The river is currently at flood stage, as it has been on and off since the beginning of this year due to heavy rains in the north and west.

Formosa’s site is 2,400 acres of farmland and swamp near the Welcome community in St. James Parish, a low-income, predominantly black area in “Cancer Alley” – named for residents’ poor health and environmental pollution due to the large number of petrochemical factories. The plastics plant would sit one mile from an elementary school.

Area residents have fought vehemently in recent years to keep Formosa out. At least two lawsuits have been filed challenging the validity of Formosa’s permits, and a federal appeal was filed in February asking the government to evaluate the air permit issued to Formosa by the Louisiana Department of Environmental Quality.

Officials statewide, including Governor Edwards, say the Formosa plant will transform the local economy. But environmentalists say it will further burden the already struggling region, dumping more toxins into the air and river and contributing to the world’s plastic pollution.

Formosa’s plant, which is slated to become one of the largest, single-site ethylene production complexes in the world, will emit thousands of tons of volatile organic compounds, particulates and nitrogen oxides a year, according to its permit application. Environmentalists also claim it will result in the destruction of 100 acres of wetlands in St. James Parish and construction will interfere with as many as seven recently discovered suspected slave burial sites.

The plant will also emit toluene and benzene, store hazardous and potentially explosive chemicals and release treated wastewater into the Mississippi River upriver from New Orleans. New Orleans’ drinking water comes from the river.

Sharon Lavigne, founder and president of Rise St. James, lives two miles from the plant site.

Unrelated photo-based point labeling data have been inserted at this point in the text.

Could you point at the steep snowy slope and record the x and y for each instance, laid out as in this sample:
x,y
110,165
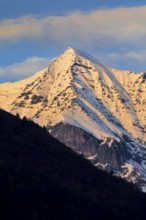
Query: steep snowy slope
x,y
93,108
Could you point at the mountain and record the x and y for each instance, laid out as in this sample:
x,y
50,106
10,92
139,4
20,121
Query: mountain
x,y
43,179
96,110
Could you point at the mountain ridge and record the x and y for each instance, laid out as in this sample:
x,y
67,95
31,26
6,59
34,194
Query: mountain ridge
x,y
79,90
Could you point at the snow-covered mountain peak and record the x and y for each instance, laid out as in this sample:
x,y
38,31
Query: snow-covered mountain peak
x,y
87,104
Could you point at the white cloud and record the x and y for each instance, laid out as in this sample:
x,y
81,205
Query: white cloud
x,y
139,56
107,26
24,69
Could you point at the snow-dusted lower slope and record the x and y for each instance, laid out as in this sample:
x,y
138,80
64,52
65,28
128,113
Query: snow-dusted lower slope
x,y
109,105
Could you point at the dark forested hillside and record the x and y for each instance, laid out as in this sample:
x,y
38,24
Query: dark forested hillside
x,y
41,179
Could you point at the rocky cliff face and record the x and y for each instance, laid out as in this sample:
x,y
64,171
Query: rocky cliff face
x,y
94,109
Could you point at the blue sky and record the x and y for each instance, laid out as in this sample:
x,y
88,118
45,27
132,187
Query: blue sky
x,y
33,32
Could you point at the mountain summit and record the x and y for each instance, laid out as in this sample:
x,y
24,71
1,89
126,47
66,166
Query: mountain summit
x,y
91,107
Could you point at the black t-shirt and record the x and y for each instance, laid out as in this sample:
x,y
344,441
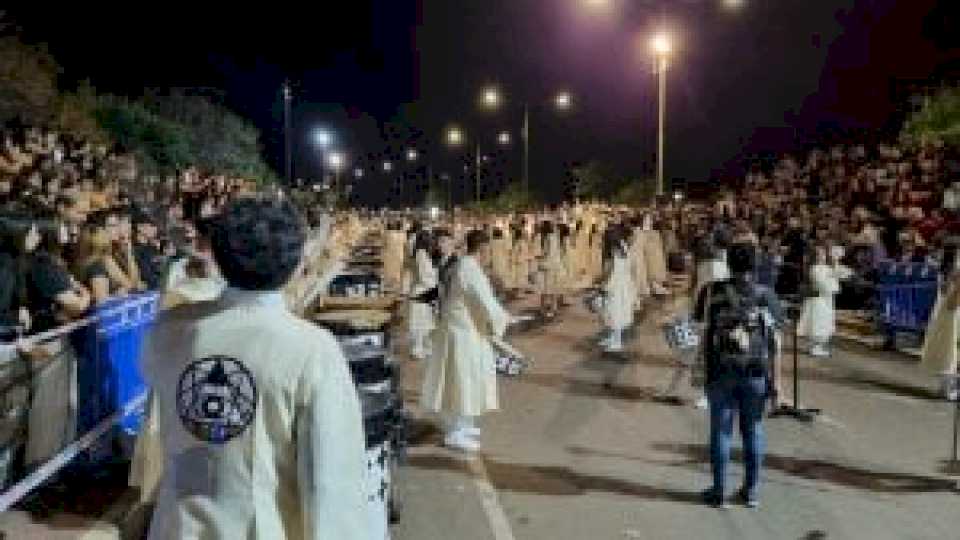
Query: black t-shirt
x,y
712,300
9,292
46,279
150,263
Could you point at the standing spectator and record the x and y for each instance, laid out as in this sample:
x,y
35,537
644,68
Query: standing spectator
x,y
740,318
283,455
146,250
95,266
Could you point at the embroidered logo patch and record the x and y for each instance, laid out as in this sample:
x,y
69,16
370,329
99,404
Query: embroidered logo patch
x,y
216,399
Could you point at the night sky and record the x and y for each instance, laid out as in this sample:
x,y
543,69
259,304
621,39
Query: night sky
x,y
379,72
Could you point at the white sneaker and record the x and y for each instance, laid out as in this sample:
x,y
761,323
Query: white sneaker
x,y
819,352
460,441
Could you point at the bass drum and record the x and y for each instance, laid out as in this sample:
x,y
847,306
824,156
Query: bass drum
x,y
353,332
381,424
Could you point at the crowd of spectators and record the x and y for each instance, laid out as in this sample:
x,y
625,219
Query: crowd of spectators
x,y
79,226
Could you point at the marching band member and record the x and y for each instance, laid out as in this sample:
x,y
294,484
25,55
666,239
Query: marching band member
x,y
423,277
460,382
618,290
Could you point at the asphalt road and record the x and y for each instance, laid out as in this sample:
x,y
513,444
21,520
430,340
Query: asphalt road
x,y
585,449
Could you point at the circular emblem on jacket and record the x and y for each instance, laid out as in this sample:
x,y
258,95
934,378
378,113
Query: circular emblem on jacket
x,y
216,398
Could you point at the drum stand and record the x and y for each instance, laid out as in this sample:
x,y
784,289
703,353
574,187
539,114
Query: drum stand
x,y
795,411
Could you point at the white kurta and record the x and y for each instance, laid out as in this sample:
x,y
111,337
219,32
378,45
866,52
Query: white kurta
x,y
939,354
461,376
654,256
297,470
423,278
817,318
619,295
638,266
393,253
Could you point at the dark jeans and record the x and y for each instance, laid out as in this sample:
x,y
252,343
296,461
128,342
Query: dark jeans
x,y
727,395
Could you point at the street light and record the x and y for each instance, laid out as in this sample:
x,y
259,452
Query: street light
x,y
662,47
322,138
490,98
336,160
454,136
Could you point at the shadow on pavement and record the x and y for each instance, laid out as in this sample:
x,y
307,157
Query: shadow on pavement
x,y
854,379
825,471
553,480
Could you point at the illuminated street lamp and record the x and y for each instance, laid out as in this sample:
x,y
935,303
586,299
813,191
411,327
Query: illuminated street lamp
x,y
662,47
454,136
336,160
323,138
490,98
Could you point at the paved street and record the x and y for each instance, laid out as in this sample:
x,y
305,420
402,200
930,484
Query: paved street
x,y
583,449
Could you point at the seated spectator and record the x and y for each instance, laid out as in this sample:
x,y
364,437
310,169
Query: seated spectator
x,y
146,249
95,266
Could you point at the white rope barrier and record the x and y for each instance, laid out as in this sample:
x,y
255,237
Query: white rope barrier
x,y
65,456
65,329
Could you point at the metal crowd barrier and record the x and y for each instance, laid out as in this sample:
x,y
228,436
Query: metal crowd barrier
x,y
905,295
110,389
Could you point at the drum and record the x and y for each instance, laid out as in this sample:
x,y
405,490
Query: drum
x,y
383,426
356,284
371,367
378,414
370,328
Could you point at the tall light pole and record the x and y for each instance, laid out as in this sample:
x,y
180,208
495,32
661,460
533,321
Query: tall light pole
x,y
336,160
288,150
491,99
323,138
661,49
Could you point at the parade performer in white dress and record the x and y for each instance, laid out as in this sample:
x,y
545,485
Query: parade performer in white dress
x,y
423,277
261,424
393,256
638,265
940,353
818,318
460,382
618,292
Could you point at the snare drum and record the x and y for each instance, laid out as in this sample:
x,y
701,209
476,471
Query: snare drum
x,y
380,415
371,367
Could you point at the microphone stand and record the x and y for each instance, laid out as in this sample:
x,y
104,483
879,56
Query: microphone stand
x,y
795,411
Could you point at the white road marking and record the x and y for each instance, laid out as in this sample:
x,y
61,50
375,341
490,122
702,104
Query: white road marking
x,y
830,421
499,524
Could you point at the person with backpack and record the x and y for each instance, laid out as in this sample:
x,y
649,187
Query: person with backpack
x,y
741,318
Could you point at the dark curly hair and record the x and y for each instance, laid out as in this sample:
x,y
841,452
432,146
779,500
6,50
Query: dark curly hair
x,y
257,243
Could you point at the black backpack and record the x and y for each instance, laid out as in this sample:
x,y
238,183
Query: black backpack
x,y
742,334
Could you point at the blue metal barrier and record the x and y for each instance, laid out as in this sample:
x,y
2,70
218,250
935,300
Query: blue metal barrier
x,y
906,293
108,374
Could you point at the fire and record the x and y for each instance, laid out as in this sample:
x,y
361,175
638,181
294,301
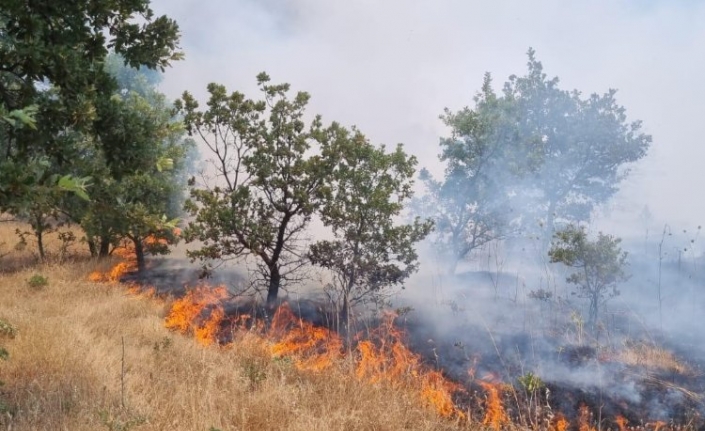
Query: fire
x,y
186,314
621,422
561,423
584,416
385,357
437,391
315,348
96,277
495,415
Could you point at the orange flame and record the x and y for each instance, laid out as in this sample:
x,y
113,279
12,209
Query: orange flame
x,y
315,348
621,422
388,359
584,416
561,423
186,314
495,414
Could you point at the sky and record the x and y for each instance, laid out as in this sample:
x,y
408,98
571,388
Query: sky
x,y
390,67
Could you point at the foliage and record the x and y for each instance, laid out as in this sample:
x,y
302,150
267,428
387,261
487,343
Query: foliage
x,y
7,329
37,281
268,179
53,86
370,252
600,264
138,194
531,382
469,206
577,149
527,158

In a Facebook Live post Wednesday, Lavigne spoke to reporters and activists from Formosa’s site, with utility trucks and piping visible behind her. She said Formosa trucks blocked the highway Monday, with no prior notice given to residents that construction was slated to begin.

“We were concerned because we live here and no one thought enough of us to let us know that the highway would be blocked, for hours, with no police officer to direct traffic,” Lavigne said.

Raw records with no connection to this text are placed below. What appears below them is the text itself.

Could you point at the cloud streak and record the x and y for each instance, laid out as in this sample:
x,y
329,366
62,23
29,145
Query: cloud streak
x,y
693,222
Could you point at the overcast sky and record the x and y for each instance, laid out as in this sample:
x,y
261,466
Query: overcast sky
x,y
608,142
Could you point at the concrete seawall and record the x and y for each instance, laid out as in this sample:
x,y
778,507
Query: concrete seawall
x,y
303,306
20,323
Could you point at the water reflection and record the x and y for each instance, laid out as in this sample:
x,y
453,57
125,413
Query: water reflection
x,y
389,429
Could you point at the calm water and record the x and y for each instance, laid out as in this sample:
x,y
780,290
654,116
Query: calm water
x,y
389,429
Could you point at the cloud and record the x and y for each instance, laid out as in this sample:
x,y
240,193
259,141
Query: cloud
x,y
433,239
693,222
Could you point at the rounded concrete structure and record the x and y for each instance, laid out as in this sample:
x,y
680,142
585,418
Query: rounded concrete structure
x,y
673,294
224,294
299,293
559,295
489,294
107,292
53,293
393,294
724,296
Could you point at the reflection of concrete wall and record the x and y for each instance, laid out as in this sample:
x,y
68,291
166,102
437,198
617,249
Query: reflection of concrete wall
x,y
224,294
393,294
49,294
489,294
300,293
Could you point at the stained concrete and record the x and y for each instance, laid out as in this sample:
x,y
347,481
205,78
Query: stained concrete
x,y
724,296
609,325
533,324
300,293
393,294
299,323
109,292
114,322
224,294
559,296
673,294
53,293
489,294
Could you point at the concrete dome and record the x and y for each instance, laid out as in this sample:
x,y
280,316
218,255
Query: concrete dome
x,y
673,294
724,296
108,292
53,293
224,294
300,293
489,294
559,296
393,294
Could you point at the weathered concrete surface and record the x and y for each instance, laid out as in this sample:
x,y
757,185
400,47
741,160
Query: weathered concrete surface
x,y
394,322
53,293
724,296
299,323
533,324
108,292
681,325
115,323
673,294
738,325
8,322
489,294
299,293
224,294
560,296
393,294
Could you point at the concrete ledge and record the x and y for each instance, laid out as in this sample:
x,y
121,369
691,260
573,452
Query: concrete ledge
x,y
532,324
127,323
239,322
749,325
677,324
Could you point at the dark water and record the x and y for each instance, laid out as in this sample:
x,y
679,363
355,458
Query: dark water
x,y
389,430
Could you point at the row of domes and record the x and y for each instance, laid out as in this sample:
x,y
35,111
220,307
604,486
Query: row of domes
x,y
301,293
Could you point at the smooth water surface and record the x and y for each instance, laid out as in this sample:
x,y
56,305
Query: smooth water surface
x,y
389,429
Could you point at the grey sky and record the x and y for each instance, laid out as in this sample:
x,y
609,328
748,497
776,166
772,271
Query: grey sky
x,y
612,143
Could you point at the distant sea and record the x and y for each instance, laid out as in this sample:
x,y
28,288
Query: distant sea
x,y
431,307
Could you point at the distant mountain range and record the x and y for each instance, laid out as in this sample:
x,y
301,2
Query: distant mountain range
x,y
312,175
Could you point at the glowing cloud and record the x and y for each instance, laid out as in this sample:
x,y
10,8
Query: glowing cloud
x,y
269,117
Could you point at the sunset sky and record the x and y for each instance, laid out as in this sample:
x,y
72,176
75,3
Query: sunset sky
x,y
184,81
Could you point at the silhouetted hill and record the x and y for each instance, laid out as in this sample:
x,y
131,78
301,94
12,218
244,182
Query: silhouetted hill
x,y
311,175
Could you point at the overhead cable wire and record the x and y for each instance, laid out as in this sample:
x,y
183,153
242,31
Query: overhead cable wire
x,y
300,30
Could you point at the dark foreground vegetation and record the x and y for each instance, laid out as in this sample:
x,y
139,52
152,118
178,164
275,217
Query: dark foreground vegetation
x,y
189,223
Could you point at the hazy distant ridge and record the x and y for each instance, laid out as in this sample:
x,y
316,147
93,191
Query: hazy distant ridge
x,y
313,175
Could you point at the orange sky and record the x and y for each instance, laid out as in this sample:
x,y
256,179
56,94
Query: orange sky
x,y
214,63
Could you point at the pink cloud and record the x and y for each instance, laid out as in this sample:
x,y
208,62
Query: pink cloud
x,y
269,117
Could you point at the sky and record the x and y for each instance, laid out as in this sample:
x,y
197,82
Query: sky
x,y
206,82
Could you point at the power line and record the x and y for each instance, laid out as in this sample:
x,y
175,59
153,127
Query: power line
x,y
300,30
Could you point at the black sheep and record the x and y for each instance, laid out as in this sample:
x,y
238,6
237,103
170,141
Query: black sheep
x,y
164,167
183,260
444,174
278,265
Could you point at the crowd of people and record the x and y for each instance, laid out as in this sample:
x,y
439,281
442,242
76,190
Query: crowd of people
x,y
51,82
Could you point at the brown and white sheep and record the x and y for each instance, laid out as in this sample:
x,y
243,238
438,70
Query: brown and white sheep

She called on the governor to force Formosa to stop construction and said she wasn’t sure if parish councilmembers even knew the digging was set to begin. She also pointed to the ban on construction when the river is at flood stage.

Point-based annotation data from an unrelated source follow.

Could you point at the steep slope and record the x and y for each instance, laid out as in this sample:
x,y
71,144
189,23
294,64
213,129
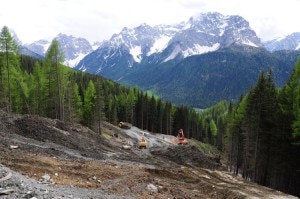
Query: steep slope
x,y
74,49
203,80
289,42
45,158
146,45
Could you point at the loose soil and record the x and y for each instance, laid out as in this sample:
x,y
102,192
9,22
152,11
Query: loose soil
x,y
54,159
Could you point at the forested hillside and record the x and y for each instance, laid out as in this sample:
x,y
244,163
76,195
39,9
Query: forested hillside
x,y
259,135
50,89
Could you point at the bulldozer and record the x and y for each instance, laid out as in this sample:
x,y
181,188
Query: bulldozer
x,y
181,139
143,143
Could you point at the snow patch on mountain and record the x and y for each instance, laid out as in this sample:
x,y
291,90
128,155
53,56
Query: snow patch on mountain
x,y
249,43
198,49
73,62
177,50
159,45
136,53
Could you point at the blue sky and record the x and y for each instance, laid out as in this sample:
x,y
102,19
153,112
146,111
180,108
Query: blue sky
x,y
97,20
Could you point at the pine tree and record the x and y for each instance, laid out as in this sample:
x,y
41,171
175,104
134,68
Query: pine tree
x,y
53,61
9,51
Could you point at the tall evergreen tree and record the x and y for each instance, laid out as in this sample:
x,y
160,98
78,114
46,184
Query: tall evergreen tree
x,y
53,61
9,52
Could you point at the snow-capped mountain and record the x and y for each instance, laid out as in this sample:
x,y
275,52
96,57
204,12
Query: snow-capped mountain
x,y
289,42
74,49
145,44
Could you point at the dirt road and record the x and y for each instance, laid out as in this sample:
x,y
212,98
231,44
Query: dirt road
x,y
52,159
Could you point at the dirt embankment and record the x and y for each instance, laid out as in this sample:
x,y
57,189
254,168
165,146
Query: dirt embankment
x,y
53,159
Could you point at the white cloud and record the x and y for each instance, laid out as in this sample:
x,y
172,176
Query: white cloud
x,y
97,20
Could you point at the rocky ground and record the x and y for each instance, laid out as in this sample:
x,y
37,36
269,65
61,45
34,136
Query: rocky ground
x,y
44,158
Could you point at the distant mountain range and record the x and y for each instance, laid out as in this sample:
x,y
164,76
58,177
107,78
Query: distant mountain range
x,y
198,62
290,42
74,49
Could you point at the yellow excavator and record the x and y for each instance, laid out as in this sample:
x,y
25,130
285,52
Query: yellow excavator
x,y
143,143
125,125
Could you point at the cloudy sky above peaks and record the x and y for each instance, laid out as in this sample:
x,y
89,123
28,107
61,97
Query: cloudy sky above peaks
x,y
97,20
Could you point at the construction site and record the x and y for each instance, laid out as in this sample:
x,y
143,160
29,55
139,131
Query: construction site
x,y
47,158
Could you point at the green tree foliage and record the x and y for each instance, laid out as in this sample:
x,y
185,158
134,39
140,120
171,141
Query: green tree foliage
x,y
89,105
9,58
55,80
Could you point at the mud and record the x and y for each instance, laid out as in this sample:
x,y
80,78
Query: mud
x,y
53,159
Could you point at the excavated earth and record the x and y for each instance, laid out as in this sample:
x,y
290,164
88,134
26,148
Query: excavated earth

“The water behind the levee is the Mississippi River. That river is already high. If something happened and that levee burst, we are in severe danger,” Lavigne said.

Lavigne said she was told the U.S. Army Corps of Engineers had issued a special permit allowing Formosa to dig. The Corps did not immediately reply to a request for permit information, but a paralegal for the Corps said over the phone Wednesday that a permit for Formosa sounded familiar.

“Formosa is allowed to do things that we in St. James Parish [are not] – we are the residents, we live here. Our church right down the street is not allowed to dig but Formosa is allowed to dig,” Lavigne said.

Lavigne said she recently heard that Formosa has hired the law firm Gibson Dunn in Washington D.C.

“This signals to us that even in the time of financial and health crisis, Formosa is serious about building their facility on this property in St. James Parish, disregarding the residents,” she said. “We live here. They are disregarding us. They don’t care if they come here and pollute us, and if we die from their poisoning. They don’t care.”

“But Rise St. James is serious about stopping Formosa, and we will stop Formosa because this is our home. This is where we live,” Lavigne said.

The plant will make plastic pellets that will be turned into single-use plastic products such as grocery bags, water bottles, drainage pipes and auto parts, and when the plant opens – slated for 2022 – hundreds of local residents will face double the toxic levels of cancer-causing chemicals than they currently face, according to one study.

A report conducted by ProPublica and local newspapers found the air surrounding Formosa’s site already contains more cancer-causing chemicals in emissions than 99.6% of industrialized areas nationwide.

Governor Edwards’ office did not immediately reply to an email request for comment.